<社説>高齢運転の事故 免許返納できる社会に

2021年11月27日 08時17分
 高齢ドライバーによる悲惨な交通事故が後を絶たない。大阪で十七日、八十九歳の男が運転する車がスーパーの店先で暴走し、三人を死傷させた。男はアクセルとブレーキを踏み間違えたとみられており、事故前には免許返納を逡巡(しゅんじゅん)していたという。
 免許保有者十万人あたりの死亡事故発生件数をドライバーの年齢層別に比較すると、七十五歳以上は未満の倍以上の多さという。高齢になるほど、ペダルの踏み間違いやハンドル操作ミスが事故原因として増す傾向がある。  
 国は一九九八年、運転免許証の返納制度を始めた。返納者は当初、年三千人足らずだったが、右肩上がりに増え、母子二人が犠牲になった池袋暴走事故が起きた二〇一九年に六十万人台へ急増した。とはいえ、七十五歳以上の免許保有者は二〇年末時点で五百九十万人に上り、団塊の世代がこの数年で一気に仲間入りする。

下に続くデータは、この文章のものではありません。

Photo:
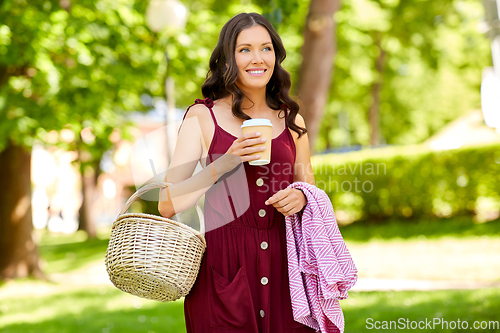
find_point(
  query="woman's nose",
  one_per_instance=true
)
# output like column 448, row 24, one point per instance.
column 257, row 58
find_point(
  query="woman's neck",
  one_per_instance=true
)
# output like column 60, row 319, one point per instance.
column 254, row 103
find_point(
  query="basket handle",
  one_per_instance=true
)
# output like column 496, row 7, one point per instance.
column 151, row 186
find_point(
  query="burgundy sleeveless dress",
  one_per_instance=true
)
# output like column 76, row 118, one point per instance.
column 242, row 285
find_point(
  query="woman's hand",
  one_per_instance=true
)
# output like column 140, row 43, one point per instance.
column 242, row 146
column 288, row 201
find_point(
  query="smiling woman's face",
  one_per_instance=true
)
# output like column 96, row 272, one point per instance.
column 254, row 50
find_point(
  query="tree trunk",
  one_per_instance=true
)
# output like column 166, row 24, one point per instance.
column 315, row 73
column 374, row 112
column 86, row 220
column 19, row 255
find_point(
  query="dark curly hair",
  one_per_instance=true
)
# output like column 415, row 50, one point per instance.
column 220, row 80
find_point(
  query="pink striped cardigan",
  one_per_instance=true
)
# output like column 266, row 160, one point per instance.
column 320, row 268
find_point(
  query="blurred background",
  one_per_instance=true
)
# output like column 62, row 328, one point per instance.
column 402, row 104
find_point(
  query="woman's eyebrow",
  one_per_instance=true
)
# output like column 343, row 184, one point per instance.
column 251, row 44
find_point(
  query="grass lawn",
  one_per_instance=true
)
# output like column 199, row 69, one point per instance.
column 78, row 302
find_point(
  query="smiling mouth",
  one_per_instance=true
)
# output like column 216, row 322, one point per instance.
column 256, row 72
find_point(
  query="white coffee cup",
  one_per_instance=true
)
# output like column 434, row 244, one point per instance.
column 265, row 127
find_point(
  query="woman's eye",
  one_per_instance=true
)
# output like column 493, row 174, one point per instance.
column 267, row 47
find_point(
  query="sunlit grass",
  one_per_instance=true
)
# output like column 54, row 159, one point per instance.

 高齢になるにつれ、認知や判断能力が衰えることは避けられない。最新技術や施策でいかに補えるかが社会には問われよう。
 来春から、自動ブレーキなどを備えた安全運転サポート車(サポカー)の運転に限定した免許が創設される。人工知能(AI)を用いて歩行者や障害物を察知し、危険時にブレーキをかけたり、急加速を抑えたりする機能は、国内で販売されている大半の新車に搭載されている。国は昨年から最高で十万円の補助金を出しているが、二二年以降も継続を望みたい。

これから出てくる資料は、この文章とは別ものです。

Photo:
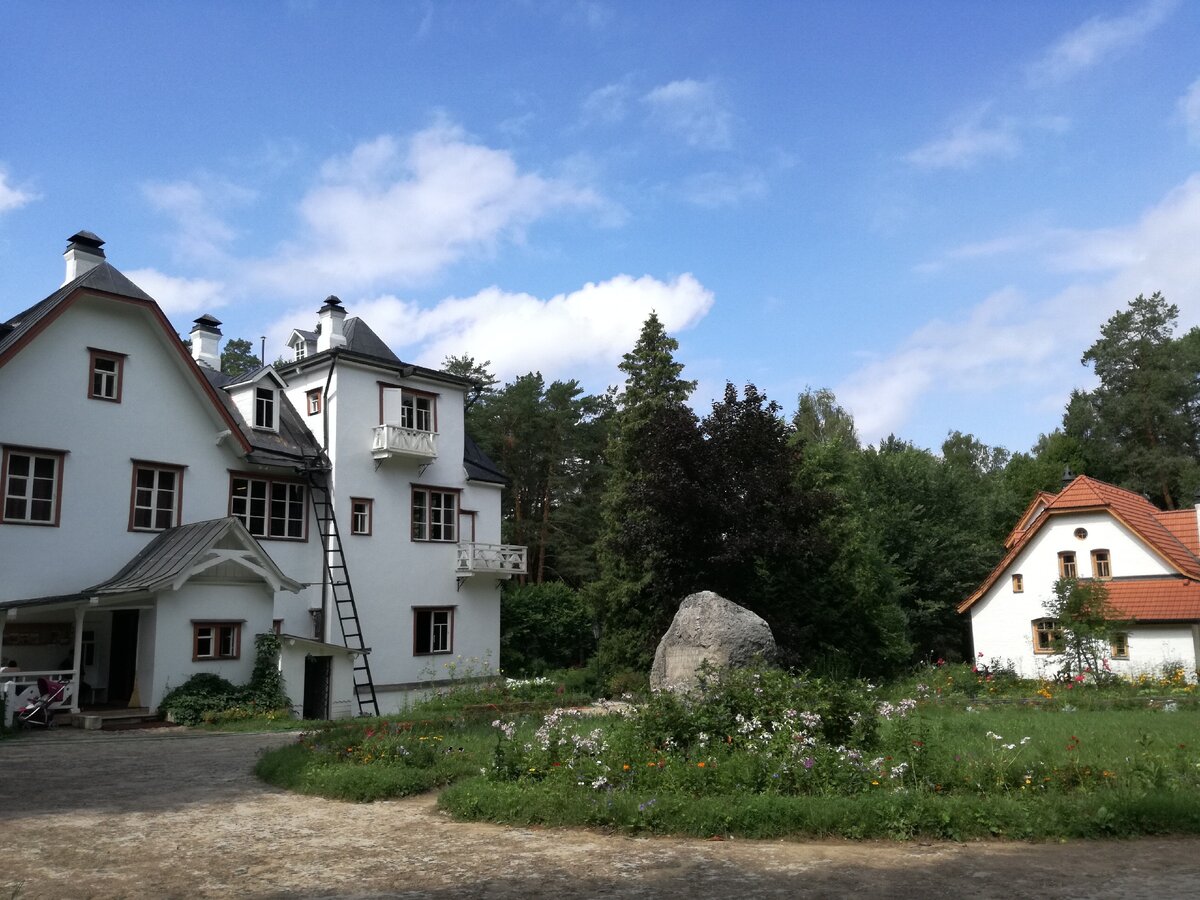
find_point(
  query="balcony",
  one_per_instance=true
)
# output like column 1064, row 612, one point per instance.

 七十五歳以上の免許更新者は現在、認知機能検査を義務づけられているが、来春から、速度超過などの違反歴がある人には教習所などでの実車試験も課される。免許を維持するハードルは相当上がり、返納者の急増も予想される。
 車がないと生活自体が成り立たないという地方や個人事情もあるだろう。頼みの綱のバスは「数時間に一本」といった公共交通の利便性が悪い地域も少なくない。車を手放すことで外出の機会が減れば、生活スタイルの変化や健康、生きがいにも影響しかねない。
 全国の自治体で、自動運転によるバスや車の実証実験、タクシーやバス乗車券への試験的な補助など多様な取り組みが進んでいる。行政は高齢者が免許を返納できる環境の整備にいっそう注力すべきだ。高齢者の安全な移動を多角的に支える社会でありたい。